“Fine! I’m leaving!”
I stormed out of the townhouse where I lived with my father. We were arguing over an issue and my 13-year old mind was made up. Blame it on my nascent adolescence, but I knew I was right and I would make sure my father would regret disagreeing with me. As I wandered through the neighborhood, I realized that my rash and impulsive behavior did not formulate a plan. I had a few dollars, no credit cards, and this was an era before cell phones.
It was only a 15-minute walk to my mother’s home and I was drawn to it. My parents had divorced a year earlier and I chose to live with my father while my younger sister lived with my mother. Perhaps it was guilt or a need to be accepted and loved, whatever the reason, I needed a chance to be proven correct. I clambered up the fence next to a window at my mother’s home and listened in on a conversation between my mother and younger sister.
“But where is he?” My sister was crying.
“We are looking for him and we have called the police.”
“Why did he leave?”
“I don’t know sweetheart. We just have to pray that he will safely come home.”
As I listened to my mother and my younger sister crying together, I was humiliated. I was on the fence. I still felt resentment because of the argument with my father but was confronted with my abject selfishness, placing my family in the path of so much anguish. After a few minutes, I had heard enough. I went to the front door and knocked on it. I was immediately embraced by my sobbing mother and I collapsed in tears as my sister joined us. The police soon arrived and took me back to my father’s home. Expecting the first degree, my father also embraced me, tears running from his eyes. The police officer gave me a stern lecture as my father stood there without saying a word. When we were alone, my father put his arms around me and said, “Son, I am so sorry.” I couldn’t stand this any longer and blurted out, “No Dad, I’m sorry.”

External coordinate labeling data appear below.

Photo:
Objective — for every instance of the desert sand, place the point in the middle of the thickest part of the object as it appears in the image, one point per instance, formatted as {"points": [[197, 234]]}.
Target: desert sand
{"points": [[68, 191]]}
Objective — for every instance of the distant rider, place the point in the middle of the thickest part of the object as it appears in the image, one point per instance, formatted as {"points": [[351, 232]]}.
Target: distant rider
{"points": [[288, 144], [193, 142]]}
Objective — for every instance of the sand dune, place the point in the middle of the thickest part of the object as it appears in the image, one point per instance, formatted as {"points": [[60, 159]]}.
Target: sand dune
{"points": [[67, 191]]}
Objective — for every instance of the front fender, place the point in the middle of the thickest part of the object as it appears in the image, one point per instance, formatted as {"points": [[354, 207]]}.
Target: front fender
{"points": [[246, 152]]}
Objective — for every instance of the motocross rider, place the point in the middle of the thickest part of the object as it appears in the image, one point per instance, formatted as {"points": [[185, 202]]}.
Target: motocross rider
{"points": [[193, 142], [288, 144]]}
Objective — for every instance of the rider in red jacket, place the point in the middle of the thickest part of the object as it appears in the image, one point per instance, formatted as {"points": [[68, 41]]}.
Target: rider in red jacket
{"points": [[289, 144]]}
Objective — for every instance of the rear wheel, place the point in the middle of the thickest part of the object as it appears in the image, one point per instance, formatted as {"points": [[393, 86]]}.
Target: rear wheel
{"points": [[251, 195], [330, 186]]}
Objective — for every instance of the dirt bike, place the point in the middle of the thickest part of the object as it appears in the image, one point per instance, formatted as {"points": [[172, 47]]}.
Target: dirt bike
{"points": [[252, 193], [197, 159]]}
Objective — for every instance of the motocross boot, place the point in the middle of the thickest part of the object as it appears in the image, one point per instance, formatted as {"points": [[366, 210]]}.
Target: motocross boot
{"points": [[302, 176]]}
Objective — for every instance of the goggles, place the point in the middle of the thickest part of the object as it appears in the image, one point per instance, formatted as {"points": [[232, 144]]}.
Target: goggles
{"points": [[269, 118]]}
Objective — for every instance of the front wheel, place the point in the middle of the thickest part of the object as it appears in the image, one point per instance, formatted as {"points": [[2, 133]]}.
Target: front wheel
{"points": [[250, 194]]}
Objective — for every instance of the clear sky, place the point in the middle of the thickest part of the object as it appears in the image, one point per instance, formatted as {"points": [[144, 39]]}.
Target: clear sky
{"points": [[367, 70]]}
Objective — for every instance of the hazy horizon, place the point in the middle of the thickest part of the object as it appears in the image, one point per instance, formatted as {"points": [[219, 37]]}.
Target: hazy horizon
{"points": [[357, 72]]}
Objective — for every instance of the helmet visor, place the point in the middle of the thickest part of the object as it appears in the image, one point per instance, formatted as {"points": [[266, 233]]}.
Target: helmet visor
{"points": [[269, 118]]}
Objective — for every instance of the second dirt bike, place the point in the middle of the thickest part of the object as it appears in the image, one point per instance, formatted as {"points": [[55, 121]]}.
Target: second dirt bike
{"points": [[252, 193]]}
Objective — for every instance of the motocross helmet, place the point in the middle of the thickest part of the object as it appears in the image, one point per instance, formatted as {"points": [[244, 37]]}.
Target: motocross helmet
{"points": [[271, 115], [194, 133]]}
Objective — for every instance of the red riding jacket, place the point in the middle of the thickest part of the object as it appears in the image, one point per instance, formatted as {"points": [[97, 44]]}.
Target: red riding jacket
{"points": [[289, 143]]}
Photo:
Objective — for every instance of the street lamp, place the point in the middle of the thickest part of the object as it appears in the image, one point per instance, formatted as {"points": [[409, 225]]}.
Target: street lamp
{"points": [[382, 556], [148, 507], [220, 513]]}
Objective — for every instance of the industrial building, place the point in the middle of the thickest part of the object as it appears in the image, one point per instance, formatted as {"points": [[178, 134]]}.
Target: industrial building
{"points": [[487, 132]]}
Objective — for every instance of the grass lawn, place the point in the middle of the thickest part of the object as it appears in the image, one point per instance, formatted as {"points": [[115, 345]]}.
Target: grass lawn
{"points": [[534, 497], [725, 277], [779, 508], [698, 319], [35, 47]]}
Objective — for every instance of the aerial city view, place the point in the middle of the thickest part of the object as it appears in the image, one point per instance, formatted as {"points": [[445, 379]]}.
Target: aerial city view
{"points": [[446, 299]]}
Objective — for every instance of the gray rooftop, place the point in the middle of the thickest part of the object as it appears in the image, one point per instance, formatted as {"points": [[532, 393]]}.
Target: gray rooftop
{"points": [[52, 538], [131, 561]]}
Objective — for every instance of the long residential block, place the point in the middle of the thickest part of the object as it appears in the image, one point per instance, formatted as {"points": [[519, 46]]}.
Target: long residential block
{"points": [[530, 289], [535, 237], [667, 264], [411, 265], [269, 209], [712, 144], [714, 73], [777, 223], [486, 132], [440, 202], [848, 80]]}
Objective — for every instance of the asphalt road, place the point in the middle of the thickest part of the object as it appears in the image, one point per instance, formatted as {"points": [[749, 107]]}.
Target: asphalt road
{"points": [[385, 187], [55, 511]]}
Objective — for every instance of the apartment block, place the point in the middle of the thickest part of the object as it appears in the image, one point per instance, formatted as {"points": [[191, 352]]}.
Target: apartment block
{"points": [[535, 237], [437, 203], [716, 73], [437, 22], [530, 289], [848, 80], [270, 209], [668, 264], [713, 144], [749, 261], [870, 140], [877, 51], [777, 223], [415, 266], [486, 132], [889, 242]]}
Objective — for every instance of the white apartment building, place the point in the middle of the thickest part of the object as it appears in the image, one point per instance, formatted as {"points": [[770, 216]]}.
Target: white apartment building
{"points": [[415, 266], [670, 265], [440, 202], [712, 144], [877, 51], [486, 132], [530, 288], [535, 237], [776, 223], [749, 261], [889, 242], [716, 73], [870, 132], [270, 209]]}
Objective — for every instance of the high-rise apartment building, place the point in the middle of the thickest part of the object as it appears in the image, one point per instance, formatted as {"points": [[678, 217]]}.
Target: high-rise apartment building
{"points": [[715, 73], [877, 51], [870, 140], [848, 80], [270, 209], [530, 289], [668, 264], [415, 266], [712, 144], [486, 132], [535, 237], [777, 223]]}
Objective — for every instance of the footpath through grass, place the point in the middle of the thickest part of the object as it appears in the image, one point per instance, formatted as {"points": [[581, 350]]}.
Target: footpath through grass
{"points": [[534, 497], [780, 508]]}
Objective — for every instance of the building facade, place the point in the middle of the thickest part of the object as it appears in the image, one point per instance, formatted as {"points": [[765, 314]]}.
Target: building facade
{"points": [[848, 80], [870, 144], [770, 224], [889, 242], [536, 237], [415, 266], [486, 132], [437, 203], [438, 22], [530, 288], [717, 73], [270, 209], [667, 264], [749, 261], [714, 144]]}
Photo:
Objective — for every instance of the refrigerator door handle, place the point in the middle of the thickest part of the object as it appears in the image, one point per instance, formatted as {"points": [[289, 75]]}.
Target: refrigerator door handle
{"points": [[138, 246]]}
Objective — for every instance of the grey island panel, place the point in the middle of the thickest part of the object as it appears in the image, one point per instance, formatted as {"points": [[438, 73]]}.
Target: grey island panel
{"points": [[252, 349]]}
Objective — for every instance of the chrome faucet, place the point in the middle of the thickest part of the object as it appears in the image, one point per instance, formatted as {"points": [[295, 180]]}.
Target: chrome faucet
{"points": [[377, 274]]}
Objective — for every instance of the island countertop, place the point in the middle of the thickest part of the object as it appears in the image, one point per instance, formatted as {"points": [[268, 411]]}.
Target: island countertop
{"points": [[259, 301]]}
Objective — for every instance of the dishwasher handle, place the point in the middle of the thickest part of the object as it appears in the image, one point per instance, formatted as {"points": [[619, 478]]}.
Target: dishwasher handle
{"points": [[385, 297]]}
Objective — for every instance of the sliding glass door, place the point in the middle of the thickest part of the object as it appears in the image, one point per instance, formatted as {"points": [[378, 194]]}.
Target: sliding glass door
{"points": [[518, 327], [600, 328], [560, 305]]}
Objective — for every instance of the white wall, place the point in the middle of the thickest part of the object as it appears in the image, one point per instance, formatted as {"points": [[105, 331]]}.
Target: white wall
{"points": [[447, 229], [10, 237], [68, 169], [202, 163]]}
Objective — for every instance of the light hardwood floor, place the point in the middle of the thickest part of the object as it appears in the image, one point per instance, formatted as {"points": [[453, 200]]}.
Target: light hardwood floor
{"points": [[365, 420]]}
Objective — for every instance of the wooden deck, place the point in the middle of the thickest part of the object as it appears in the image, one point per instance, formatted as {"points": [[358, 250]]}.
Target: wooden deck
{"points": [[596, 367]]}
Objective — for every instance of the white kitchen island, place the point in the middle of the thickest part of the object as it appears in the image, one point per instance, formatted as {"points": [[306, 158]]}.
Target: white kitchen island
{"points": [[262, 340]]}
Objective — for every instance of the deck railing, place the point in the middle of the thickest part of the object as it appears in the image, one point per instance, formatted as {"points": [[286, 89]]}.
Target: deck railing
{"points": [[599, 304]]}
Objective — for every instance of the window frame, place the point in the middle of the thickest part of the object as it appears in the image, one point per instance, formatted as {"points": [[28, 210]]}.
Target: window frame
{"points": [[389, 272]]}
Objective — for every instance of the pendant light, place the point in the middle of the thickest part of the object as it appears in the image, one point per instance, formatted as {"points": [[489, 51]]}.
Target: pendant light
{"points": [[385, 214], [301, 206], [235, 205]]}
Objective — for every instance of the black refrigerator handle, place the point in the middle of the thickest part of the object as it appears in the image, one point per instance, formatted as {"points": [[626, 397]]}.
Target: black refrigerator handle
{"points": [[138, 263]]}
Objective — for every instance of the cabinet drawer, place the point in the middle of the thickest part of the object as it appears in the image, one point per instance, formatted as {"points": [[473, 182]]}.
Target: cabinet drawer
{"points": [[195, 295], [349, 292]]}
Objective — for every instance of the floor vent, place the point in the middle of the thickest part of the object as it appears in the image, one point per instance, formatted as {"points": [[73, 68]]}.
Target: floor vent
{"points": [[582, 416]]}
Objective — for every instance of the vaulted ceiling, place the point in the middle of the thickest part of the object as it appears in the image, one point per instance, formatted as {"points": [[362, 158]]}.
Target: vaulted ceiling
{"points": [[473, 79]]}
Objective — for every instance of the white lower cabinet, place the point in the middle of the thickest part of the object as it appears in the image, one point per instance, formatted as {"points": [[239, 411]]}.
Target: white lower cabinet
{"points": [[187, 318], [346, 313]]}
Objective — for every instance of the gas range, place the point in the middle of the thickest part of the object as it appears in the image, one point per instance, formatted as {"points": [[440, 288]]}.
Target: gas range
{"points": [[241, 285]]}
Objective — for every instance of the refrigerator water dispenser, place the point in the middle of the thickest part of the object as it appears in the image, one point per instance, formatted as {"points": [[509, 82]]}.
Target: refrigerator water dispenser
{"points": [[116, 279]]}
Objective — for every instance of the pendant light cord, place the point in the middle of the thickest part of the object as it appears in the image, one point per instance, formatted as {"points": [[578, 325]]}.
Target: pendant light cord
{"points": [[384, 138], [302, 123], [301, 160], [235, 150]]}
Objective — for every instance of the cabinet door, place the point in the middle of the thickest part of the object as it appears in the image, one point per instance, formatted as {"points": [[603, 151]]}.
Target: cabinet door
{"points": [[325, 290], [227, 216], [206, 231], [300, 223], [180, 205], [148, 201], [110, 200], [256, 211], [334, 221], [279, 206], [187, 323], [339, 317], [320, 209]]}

“Please don’t ever do that again. If we have an argument, let’s try to work things out.”
“Yes, Dad. I promise.”
But when Simon Peter saw it, he fell down at Jesus’ knees, saying, “Depart from me, for I am a sinful man, O Lord.”
Luke 5:8 (ESV)
Peter was confident in his abilities as a fisherman. He didn’t need anyone telling him what to do, much less properly perform his profession. Peter sarcastically responded to Jesus’ suggestion to take his boat into deeper water and cast his nets, after an unsuccessful night of fishing. As Peter stated, ”Master, we toiled all night and took nothing! But at your word I will let down the nets.” (Luke 5:5). To his surprise, he caught so many fish, their nets were breaking. Everything changed when he was confronted with the Truth of Jesus Christ. Prior to this, he was on the fence about following Jesus, but no longer! He realized his true sinful nature and chose to follow Jesus Christ.
The evening I ran away, I was literally on the fence when I was confronted with my own sinful nature. I needed to be right but realized that my definition of being right meant catering to my own immature and selfish nature. Although I kept my promise to my father and never ran away again, there were many times, I re-climbed that fence, defiant to remain there until I had my way. A few years later, in college, I finally came down from the fence and confessed and repented of my sins and accepted Jesus Christ as my Lord and Savior. For the first time in my life, I could be honest with myself, realizing that I could not continue living my life as I did. I desperately needed a Savior and God answered my prayers.
I pray that for all who are seeking the Truth, come down from the fence and meet your Lord and Savior, Jesus Christ.
Love and trust the Lord; seek His will in your life.